The US Supreme Court will examine the case of an African-American man tried six separate times for the same crime, in a case driven by a white prosecutor who has been accused of trying to keep black people off the jury (ANDREW CABALLERO-REYNOLDS)

Washington (AFP) – The US Supreme Court will begin Wednesday to examine the case of a black man who was tried six separate times for the same crime — which he insists he didn’t commit — in a process tarnished by charges of racism. 

The country’s top court will not pronounce on the guilt of Curtis Flowers, a 48-year-old man who has spent almost half his life behind bars, nor on the relentless push to secure his conviction.

Instead, the court will be looking into whether the prosecutor in charge of the case deliberately worked to keep black people off the jury during Flowers’ most recent trial in 2010, in which he was sentenced to death.

“Curtis Flowers was always tried by an all-white jury or a nearly all-white jury, even though the place where the murders happened and where he lived was nearly 50 percent African-American,” said Madeleine Baran, a journalist who reported on the case in her podcast “Into the Dark.”

Together with a radio colleague from American Public Media, she spent a year in Winona, Mississippi, where the case began on July 16, 1996 with the cold-blooded murder of four people in a furniture shop.

In that southern state, with a history of slavery and segregation, “I met only one white person who thought that Curtis Flowers was innocent,” she told AFP. 

By contrast, “the vast majority” of African-Americans thought Flowers was either innocent or that the case itself was flawed.   

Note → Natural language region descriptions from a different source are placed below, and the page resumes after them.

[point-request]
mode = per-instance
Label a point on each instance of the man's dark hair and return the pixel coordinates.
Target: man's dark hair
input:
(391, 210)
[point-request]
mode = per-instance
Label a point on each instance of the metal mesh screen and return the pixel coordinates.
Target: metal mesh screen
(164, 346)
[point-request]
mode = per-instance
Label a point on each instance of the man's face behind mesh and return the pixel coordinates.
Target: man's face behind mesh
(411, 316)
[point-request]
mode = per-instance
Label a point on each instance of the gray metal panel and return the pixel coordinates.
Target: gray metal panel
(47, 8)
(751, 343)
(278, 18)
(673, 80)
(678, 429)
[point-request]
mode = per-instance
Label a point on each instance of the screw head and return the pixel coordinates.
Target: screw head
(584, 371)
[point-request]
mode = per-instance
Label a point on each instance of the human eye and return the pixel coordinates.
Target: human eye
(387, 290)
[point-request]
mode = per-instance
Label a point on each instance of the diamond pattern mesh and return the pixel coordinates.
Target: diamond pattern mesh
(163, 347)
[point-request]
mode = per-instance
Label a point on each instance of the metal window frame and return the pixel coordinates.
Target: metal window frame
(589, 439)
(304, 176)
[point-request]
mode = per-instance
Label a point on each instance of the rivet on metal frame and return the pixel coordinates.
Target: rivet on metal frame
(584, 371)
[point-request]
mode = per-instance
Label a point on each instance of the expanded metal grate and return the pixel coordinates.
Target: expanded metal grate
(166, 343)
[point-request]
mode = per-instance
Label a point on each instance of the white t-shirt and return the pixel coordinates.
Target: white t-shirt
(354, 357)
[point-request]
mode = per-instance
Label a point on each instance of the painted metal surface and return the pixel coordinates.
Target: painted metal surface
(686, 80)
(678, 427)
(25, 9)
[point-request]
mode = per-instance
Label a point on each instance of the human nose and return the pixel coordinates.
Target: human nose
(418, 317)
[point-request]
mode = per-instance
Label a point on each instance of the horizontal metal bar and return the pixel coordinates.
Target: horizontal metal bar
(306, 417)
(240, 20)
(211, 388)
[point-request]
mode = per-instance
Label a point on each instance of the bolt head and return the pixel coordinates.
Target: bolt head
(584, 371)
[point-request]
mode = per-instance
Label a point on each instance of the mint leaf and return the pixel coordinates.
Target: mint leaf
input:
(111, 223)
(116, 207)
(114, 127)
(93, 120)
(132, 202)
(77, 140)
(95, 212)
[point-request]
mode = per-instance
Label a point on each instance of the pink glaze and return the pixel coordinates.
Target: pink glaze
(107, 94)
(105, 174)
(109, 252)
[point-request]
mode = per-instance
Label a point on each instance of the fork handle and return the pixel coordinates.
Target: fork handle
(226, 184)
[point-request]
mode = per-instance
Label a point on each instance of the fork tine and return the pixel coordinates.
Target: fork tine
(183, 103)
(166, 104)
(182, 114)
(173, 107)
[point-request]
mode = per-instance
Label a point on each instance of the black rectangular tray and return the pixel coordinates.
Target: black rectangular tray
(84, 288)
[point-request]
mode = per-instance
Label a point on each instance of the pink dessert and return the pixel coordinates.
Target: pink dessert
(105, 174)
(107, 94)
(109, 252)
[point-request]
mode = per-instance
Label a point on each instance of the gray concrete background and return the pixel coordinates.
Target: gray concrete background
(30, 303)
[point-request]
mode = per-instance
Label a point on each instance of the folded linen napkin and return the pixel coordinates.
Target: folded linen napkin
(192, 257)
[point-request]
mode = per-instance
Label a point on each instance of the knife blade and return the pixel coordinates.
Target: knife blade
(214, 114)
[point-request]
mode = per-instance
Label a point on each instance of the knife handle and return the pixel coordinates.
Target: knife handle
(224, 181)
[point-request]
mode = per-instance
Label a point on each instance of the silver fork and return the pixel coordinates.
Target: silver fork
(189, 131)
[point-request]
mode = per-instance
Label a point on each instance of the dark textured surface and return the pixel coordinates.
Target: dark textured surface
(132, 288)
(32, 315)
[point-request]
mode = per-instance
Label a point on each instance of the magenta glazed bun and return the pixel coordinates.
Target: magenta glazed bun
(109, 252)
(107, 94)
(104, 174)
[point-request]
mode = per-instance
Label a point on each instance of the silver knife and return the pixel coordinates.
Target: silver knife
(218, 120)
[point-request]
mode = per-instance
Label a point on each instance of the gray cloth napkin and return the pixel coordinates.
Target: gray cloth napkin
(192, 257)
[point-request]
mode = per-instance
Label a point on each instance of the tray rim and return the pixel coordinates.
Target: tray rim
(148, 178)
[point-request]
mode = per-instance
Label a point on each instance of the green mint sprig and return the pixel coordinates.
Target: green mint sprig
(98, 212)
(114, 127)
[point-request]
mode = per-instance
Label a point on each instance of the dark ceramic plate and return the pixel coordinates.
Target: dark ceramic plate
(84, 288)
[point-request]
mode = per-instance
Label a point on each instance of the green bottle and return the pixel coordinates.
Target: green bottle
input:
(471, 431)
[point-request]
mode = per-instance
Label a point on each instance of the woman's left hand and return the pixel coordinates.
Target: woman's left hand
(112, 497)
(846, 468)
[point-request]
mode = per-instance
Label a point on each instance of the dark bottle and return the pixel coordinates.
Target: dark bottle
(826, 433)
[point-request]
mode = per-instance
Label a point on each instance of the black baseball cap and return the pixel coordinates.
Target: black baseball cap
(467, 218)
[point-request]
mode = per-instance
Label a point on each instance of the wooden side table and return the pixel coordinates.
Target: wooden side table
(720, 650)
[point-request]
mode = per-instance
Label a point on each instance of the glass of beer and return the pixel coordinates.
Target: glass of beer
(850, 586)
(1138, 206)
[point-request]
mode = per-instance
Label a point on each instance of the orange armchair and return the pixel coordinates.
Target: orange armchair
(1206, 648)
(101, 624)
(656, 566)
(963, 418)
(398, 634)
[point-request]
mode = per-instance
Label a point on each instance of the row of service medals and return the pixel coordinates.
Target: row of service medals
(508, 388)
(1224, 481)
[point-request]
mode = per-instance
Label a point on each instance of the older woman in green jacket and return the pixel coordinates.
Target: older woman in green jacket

Flowers had briefly worked in the furniture store before the shooting occurred, and was arrested in January 1997 after two witnesses placed him near the scene of the crime.

Since then he has been tried for the murders a total of six times — in 1997, 1999, 2004, 2007, 2008 and finally in 2010 — each time maintaining his innocence. 

“Certainly to be tried six times is unusual,” said Baran, who investigated precedents and found only one other such case, of someone tried nine times for the same crime.

US law forbids suspects being judged for the same crime twice, but Flowers faced the legal ordeal because he was never actually acquitted.

He was convicted at his first three trials but the verdicts were overturned by the state Supreme Court for prosecutorial misconduct. Those cases were followed by two more trials which resulted in a hung jury.

– Absence of prosecutorial restraint –

Alerted to Flowers’ story by a listener, Baran became fascinated by the case because it highlighted the lack of constraints governing the behavior of prosecutors in the 50 US states.

In Flowers’ case, a single district attorney, Doug Evans, who is white, steered all the prosecutions during the six trials. Elected by the citizens of his district in 1991, he can only ever be removed from his job if he loses an election. 

Yet the first three trials against Flowers were thrown out because of Evans’ errors. Specifically in the third case the Mississippi Supreme Court ruled that he had discriminated against black jurors.

Baran and her colleagues examined other cases he had prosecuted in his long career, analyzing jury rosters and rejections of potential jurors.

According to their research, Doug Evans used his power to reject would-be jurors 4.5 times as often with African-Americans as with white people.  

Those findings will be presented when the US Supreme Court deliberates on the case.

“Doug Evans knows that there are a lot of problems with that case. That’s why he strikes black jurors,” said Ray Charles Carter, who defended Flowers in his last four trials.

“Black folks are more suspicious, because we have seen abuses in our family,” he said. “We have been victims too often.”

The Supreme Court in Washington is expected to render its decision by June this year, but Baran said that even if it rules in Flowers’ favor, it will only highlight the problem rather than remedy it.

“Still Curtis could be tried again by the same prosecutor and the prosecutor could attempt the same thing again,” she said.

Flowers’ defense lawyer said “Evans believes he has to win this case… that a loss in this case would harm his legacy and standing in the community.”